I was breezing past the tables until I hit one table, where a man handed me a baseball card, saying, “here, have a free card.” I was both mortified and thrilled–on one hand, I had to interact with him now, and on the other hand, I had a free thing. I love free things! But ugh, now I had to say something. I thanked him and took a look at my card. Dusty Baker. Outfielder. Dodgers.
“Cool, thanks,” I said.
“Yeah, my son wrote on the back of all of them when he was a kid,” he said, smiling. He laughed. I forced a laugh too. Kids.
“My son’s dead now.”
“Oh, I’m uh, er, sorry,” I said.
“Yep, this is his collection. I don’t even know anything about any of this stuff.
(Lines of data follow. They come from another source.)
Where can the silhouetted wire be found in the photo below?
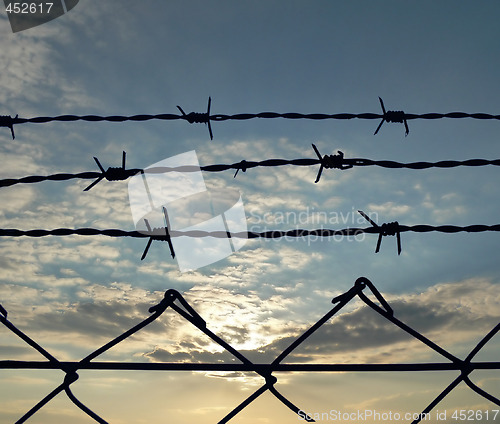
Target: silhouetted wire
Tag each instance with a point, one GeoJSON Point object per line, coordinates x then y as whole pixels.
{"type": "Point", "coordinates": [175, 301]}
{"type": "Point", "coordinates": [387, 229]}
{"type": "Point", "coordinates": [206, 117]}
{"type": "Point", "coordinates": [337, 161]}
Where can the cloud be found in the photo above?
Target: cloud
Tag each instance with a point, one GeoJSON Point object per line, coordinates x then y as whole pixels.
{"type": "Point", "coordinates": [462, 312]}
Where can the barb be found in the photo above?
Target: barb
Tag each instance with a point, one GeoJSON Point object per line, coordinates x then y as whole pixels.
{"type": "Point", "coordinates": [392, 116]}
{"type": "Point", "coordinates": [114, 174]}
{"type": "Point", "coordinates": [8, 121]}
{"type": "Point", "coordinates": [160, 234]}
{"type": "Point", "coordinates": [172, 297]}
{"type": "Point", "coordinates": [327, 161]}
{"type": "Point", "coordinates": [389, 229]}
{"type": "Point", "coordinates": [193, 117]}
{"type": "Point", "coordinates": [199, 118]}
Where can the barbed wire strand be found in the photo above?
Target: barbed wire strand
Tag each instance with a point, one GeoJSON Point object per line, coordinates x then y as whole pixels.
{"type": "Point", "coordinates": [205, 118]}
{"type": "Point", "coordinates": [387, 229]}
{"type": "Point", "coordinates": [337, 161]}
{"type": "Point", "coordinates": [466, 367]}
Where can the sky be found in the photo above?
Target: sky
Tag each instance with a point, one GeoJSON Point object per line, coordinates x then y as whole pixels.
{"type": "Point", "coordinates": [74, 294]}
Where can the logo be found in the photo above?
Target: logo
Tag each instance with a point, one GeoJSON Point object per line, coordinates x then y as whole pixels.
{"type": "Point", "coordinates": [171, 196]}
{"type": "Point", "coordinates": [26, 15]}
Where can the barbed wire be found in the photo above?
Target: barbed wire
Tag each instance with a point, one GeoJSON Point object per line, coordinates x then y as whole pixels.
{"type": "Point", "coordinates": [166, 233]}
{"type": "Point", "coordinates": [337, 161]}
{"type": "Point", "coordinates": [174, 300]}
{"type": "Point", "coordinates": [206, 118]}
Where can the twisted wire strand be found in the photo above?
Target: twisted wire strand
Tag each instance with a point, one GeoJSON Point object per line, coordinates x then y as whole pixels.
{"type": "Point", "coordinates": [207, 117]}
{"type": "Point", "coordinates": [244, 165]}
{"type": "Point", "coordinates": [421, 228]}
{"type": "Point", "coordinates": [171, 296]}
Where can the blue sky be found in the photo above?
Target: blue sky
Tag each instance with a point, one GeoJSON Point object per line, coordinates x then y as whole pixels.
{"type": "Point", "coordinates": [73, 294]}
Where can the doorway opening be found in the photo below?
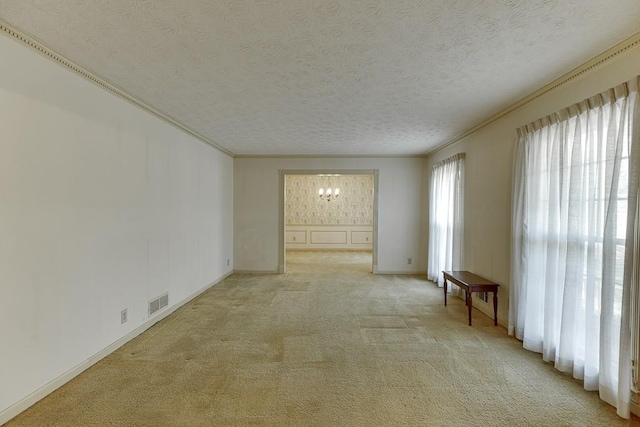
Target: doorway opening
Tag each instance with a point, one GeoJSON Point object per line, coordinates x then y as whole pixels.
{"type": "Point", "coordinates": [318, 225]}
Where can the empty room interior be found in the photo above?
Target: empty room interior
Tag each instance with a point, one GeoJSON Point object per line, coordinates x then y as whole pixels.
{"type": "Point", "coordinates": [319, 213]}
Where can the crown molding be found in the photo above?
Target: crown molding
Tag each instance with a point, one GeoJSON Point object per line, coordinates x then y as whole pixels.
{"type": "Point", "coordinates": [94, 78]}
{"type": "Point", "coordinates": [595, 62]}
{"type": "Point", "coordinates": [328, 156]}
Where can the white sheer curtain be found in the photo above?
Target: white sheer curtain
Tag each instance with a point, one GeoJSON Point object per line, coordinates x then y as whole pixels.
{"type": "Point", "coordinates": [446, 205]}
{"type": "Point", "coordinates": [573, 224]}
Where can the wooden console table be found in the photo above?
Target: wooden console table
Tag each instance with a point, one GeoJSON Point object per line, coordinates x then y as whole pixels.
{"type": "Point", "coordinates": [472, 283]}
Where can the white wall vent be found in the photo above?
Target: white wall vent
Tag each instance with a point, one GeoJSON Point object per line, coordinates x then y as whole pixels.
{"type": "Point", "coordinates": [158, 304]}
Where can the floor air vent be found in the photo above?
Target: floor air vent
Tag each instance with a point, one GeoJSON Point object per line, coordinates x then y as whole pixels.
{"type": "Point", "coordinates": [158, 304]}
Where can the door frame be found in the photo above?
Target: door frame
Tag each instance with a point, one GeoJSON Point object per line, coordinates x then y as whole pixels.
{"type": "Point", "coordinates": [282, 264]}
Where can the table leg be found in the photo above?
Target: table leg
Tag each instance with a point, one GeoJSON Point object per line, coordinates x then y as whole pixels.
{"type": "Point", "coordinates": [445, 291]}
{"type": "Point", "coordinates": [495, 308]}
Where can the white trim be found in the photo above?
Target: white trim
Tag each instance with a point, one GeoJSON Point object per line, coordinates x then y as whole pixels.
{"type": "Point", "coordinates": [579, 71]}
{"type": "Point", "coordinates": [327, 156]}
{"type": "Point", "coordinates": [23, 404]}
{"type": "Point", "coordinates": [256, 271]}
{"type": "Point", "coordinates": [94, 78]}
{"type": "Point", "coordinates": [403, 273]}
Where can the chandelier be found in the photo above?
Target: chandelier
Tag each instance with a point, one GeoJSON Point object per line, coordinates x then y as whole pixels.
{"type": "Point", "coordinates": [329, 194]}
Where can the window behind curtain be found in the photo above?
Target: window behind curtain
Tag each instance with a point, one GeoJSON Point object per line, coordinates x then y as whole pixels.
{"type": "Point", "coordinates": [446, 205]}
{"type": "Point", "coordinates": [574, 206]}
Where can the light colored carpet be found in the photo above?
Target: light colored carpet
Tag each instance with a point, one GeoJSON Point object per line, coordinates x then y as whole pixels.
{"type": "Point", "coordinates": [327, 344]}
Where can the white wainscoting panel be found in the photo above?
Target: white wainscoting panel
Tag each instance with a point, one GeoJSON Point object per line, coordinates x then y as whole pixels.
{"type": "Point", "coordinates": [329, 237]}
{"type": "Point", "coordinates": [361, 237]}
{"type": "Point", "coordinates": [296, 236]}
{"type": "Point", "coordinates": [357, 237]}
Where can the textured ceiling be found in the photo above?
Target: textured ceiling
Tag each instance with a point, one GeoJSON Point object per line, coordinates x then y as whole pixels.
{"type": "Point", "coordinates": [317, 77]}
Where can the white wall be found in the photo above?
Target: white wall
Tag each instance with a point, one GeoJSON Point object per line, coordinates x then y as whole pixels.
{"type": "Point", "coordinates": [488, 163]}
{"type": "Point", "coordinates": [102, 207]}
{"type": "Point", "coordinates": [401, 215]}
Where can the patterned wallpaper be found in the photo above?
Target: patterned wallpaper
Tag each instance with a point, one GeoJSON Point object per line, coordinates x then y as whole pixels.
{"type": "Point", "coordinates": [353, 207]}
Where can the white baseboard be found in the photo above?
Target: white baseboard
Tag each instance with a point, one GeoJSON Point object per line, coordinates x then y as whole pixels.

I just want it to go to a good home,” he said. “What do you collect?”
“I, uh, you know, a little bit of everyting.”
I stood there awkwardly, not wanting to appear heartless, now forced to feign interest in his table, holding his dead kid’s baseball card in my hand. Maybe it was meant to be–that his son drew me to this table, that I had this special card–all of it imploring me to buy something more. I would take care of it, and I would always remember that dead little boy.
I looked at an Exxon Gas Station baseball. I’m a sucker for an orange ball with tiger stripes. I wanted the Exxon Tiger ball, but not for $12. Oh well kid, I can’t afford to honor your memory. I walked away, thanking the man again, feeling like he’d given me something special, something with his own child’s handwriting.
I’d keep it in my wallet. Dusty Baker, Lucky Dusty. Outfielder, Dodgers. If anyone ever asked, (which no one ever would,) I’d tell them this wonderful story about fathers and sons, cards and baseball, life and death. Later I went to show the card to the girlfriend, and although she definitely didn’t ask, I was about to tell her the magical story of growing up and collecting, peanuts and crackerjacks, and the moment I shared with the card dealer at the mall. But as I pulled it out of my wallet, I noticed the dead boy made an odd marking on the back of the card:
He signed the card Harriet Baker. Who is Harriet Baker? Wait, that’s not a dead boy’s name. That’s the name of a little girl, pretending to sign her married name to the player on the front, Dusty Baker. I got the feeling there was no dead son, no son at all. There was just a creepy dealer with a 1000-yard stare, giving away a bunch of cards he found in the back-lot dumpster of the Fire Hall from the last card show.
So then this card has a different story, Harriet’s story. She signed her name to the back of all the cards, changing the last name with each player, just to see which one sounded best. Either that, or Harriet had a crush on the ugliest dude on the ’81 Dodgers lineup.
Either way, she’d save the gum for last. That waxy piece of gum was the best part. She’d try to blow bubbles, but it never worked with that crap gum. It would lose flavor and she’d spit it out after a minute. It never lasted long enough and that was her one regret when buying these cards.